Cette faiblesse est surprenante. Les économistes s'attendaient à ce que, désormais, une baisse de l'inflation et une baisse des remboursements hypothécaires auraient déclenché des dépenses. Qu'est-ce qui a retenu le rebond des dépenses?
Les ménages se méfient de libérer le potentiel de dépenses des baisses de taux d'intérêt. Crédit: Nick Moir
L'économiste en chef des investisseurs de l'IFM, Alex Joiner, souligne que les consommateurs mesurent le coût de la vie non pas par le taux d'inflation, mais à quel point les achats se sentent coûteux. Et sur ce front, il dit que les prix sont toujours de 20 à 25% plus élevés qu'en 2019.

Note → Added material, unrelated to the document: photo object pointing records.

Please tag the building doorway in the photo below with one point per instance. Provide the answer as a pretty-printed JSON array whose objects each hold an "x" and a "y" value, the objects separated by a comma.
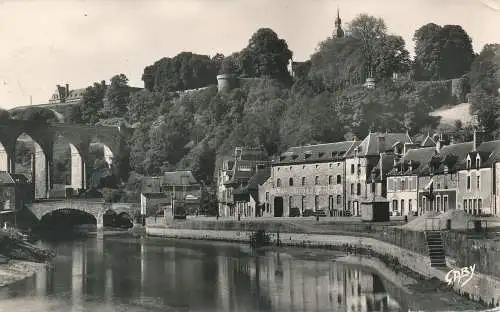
[{"x": 278, "y": 206}]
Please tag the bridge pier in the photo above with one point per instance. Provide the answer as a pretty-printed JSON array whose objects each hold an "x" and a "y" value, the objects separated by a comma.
[
  {"x": 41, "y": 176},
  {"x": 100, "y": 222}
]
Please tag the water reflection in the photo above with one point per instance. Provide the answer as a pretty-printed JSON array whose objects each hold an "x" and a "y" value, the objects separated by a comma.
[{"x": 145, "y": 275}]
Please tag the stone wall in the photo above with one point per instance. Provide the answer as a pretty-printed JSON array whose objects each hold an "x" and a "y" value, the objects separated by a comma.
[
  {"x": 465, "y": 251},
  {"x": 480, "y": 288},
  {"x": 485, "y": 254},
  {"x": 303, "y": 196}
]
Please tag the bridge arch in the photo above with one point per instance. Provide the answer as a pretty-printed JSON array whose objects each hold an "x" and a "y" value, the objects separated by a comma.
[
  {"x": 32, "y": 161},
  {"x": 66, "y": 218},
  {"x": 69, "y": 164}
]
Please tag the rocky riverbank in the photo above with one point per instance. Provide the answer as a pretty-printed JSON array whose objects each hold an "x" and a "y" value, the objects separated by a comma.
[
  {"x": 19, "y": 259},
  {"x": 16, "y": 270}
]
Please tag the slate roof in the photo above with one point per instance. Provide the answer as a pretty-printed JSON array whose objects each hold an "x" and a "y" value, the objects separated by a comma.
[
  {"x": 259, "y": 178},
  {"x": 184, "y": 177},
  {"x": 156, "y": 195},
  {"x": 316, "y": 153},
  {"x": 6, "y": 178},
  {"x": 488, "y": 151},
  {"x": 369, "y": 146},
  {"x": 386, "y": 162},
  {"x": 460, "y": 150},
  {"x": 418, "y": 158}
]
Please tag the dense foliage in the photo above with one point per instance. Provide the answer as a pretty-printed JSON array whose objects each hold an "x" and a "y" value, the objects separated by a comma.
[{"x": 442, "y": 52}]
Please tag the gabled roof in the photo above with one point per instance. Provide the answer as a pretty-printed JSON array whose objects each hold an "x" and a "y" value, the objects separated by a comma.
[
  {"x": 419, "y": 158},
  {"x": 243, "y": 170},
  {"x": 386, "y": 162},
  {"x": 459, "y": 150},
  {"x": 6, "y": 178},
  {"x": 369, "y": 146},
  {"x": 316, "y": 153},
  {"x": 488, "y": 151},
  {"x": 184, "y": 177}
]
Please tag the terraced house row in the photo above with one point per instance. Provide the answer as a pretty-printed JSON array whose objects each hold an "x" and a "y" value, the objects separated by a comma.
[{"x": 335, "y": 178}]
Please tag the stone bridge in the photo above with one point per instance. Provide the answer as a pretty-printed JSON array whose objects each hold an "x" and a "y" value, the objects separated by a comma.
[
  {"x": 80, "y": 137},
  {"x": 95, "y": 208}
]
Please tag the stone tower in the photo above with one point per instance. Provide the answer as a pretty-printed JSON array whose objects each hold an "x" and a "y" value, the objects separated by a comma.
[{"x": 338, "y": 26}]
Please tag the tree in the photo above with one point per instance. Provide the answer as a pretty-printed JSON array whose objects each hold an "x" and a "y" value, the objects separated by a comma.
[
  {"x": 266, "y": 56},
  {"x": 4, "y": 115},
  {"x": 143, "y": 106},
  {"x": 36, "y": 114},
  {"x": 456, "y": 52},
  {"x": 93, "y": 102},
  {"x": 485, "y": 87},
  {"x": 116, "y": 97},
  {"x": 390, "y": 56},
  {"x": 337, "y": 63},
  {"x": 185, "y": 71},
  {"x": 368, "y": 29}
]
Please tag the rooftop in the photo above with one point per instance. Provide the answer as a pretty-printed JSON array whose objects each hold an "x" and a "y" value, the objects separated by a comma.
[{"x": 370, "y": 145}]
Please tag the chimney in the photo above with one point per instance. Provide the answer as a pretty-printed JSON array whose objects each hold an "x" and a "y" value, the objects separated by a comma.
[
  {"x": 381, "y": 144},
  {"x": 452, "y": 140},
  {"x": 474, "y": 146},
  {"x": 438, "y": 146}
]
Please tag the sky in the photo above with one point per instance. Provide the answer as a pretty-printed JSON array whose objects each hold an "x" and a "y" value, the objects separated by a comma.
[{"x": 45, "y": 43}]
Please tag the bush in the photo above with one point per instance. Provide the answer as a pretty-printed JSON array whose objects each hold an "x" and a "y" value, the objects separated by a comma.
[{"x": 260, "y": 238}]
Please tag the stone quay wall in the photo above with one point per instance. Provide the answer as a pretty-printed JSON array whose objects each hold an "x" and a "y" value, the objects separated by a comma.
[{"x": 462, "y": 249}]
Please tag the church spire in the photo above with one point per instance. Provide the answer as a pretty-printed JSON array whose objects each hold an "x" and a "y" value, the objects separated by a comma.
[{"x": 338, "y": 25}]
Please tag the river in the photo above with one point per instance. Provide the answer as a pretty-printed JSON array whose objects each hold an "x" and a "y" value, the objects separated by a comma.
[{"x": 136, "y": 274}]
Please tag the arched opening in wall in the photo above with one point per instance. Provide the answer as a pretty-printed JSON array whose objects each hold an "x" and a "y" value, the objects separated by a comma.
[
  {"x": 99, "y": 173},
  {"x": 65, "y": 223},
  {"x": 68, "y": 169},
  {"x": 123, "y": 220},
  {"x": 31, "y": 162}
]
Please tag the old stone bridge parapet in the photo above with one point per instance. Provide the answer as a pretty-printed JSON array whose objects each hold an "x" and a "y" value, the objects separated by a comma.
[{"x": 96, "y": 208}]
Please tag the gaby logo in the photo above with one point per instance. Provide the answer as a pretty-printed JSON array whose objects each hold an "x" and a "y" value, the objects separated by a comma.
[{"x": 459, "y": 275}]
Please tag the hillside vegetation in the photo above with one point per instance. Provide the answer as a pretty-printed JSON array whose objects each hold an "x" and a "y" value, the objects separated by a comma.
[{"x": 325, "y": 101}]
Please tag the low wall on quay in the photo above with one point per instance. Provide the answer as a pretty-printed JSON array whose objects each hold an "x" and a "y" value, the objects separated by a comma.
[
  {"x": 481, "y": 288},
  {"x": 466, "y": 251}
]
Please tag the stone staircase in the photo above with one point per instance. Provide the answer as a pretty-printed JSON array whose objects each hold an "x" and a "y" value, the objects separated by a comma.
[{"x": 435, "y": 247}]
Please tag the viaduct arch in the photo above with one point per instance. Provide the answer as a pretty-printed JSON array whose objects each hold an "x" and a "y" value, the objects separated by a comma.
[
  {"x": 95, "y": 208},
  {"x": 80, "y": 137}
]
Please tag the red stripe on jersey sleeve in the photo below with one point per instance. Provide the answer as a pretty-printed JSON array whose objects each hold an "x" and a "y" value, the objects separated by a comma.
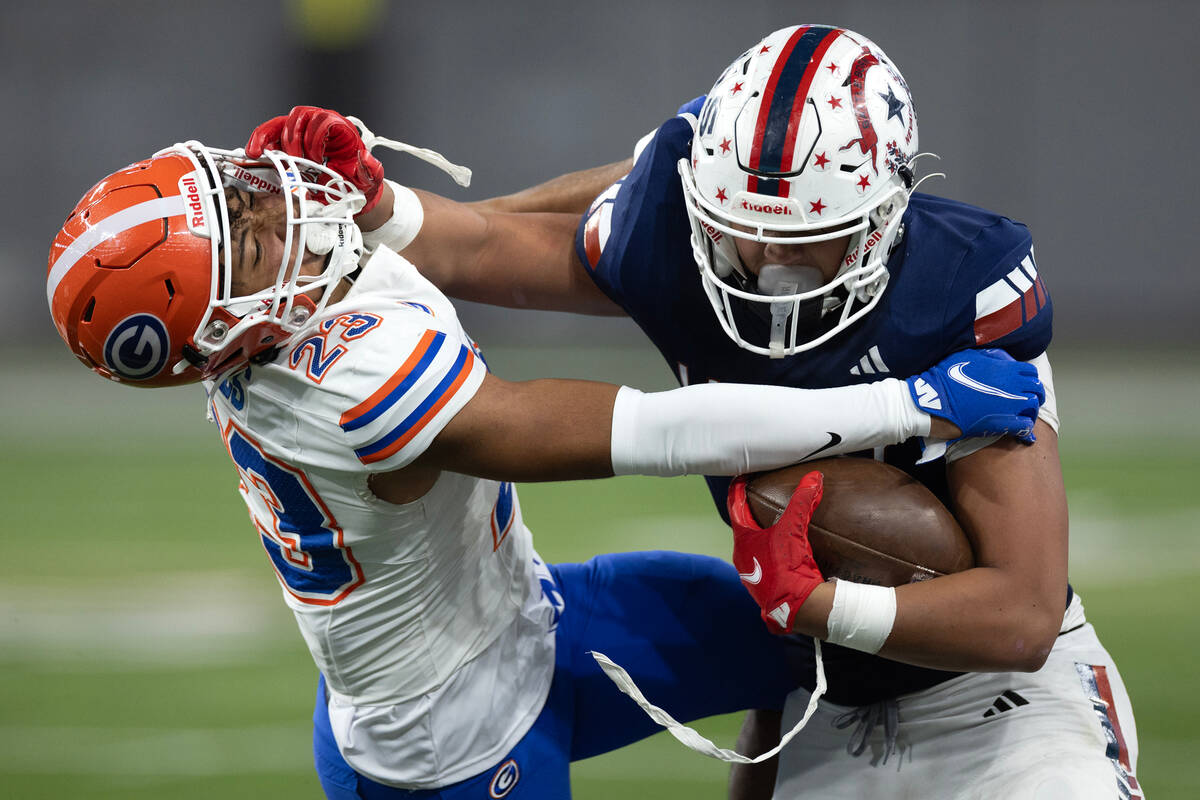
[{"x": 592, "y": 238}]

La reprise des salaires et le ralentissement de l'inflation de ces dernières années n'a pas encore compensé le succès que les ménages ont pris de la surtension post-confortable de l'inflation. «Les revenus des ménages commencent à croître, mais il y a un long chemin à rattraper», explique Joiner.
La banque du Commonwealth dit qu'il semble y avoir eu des «cicatrices» de la crise du coût de la vie, de sorte que les ménages semblent désormais plus axés sur l'épargne et la remboursement de la dette.
L'économiste principal de l'ABC, Belinda Allen, dit que cela ressemble à ce que ressentent les ménages, par opposition à un changement de capacité financière à dépenser. «Ils sont plus méfiants pour libérer ce potentiel de dépenses», dit-elle.
Cette attitude méfiante peut causer des problèmes à l'économie, car la consommation des ménages représente plus de la moitié du produit intérieur brut.
Que peut faire la banque de réserve de cet état d'esprit prudent du ménage?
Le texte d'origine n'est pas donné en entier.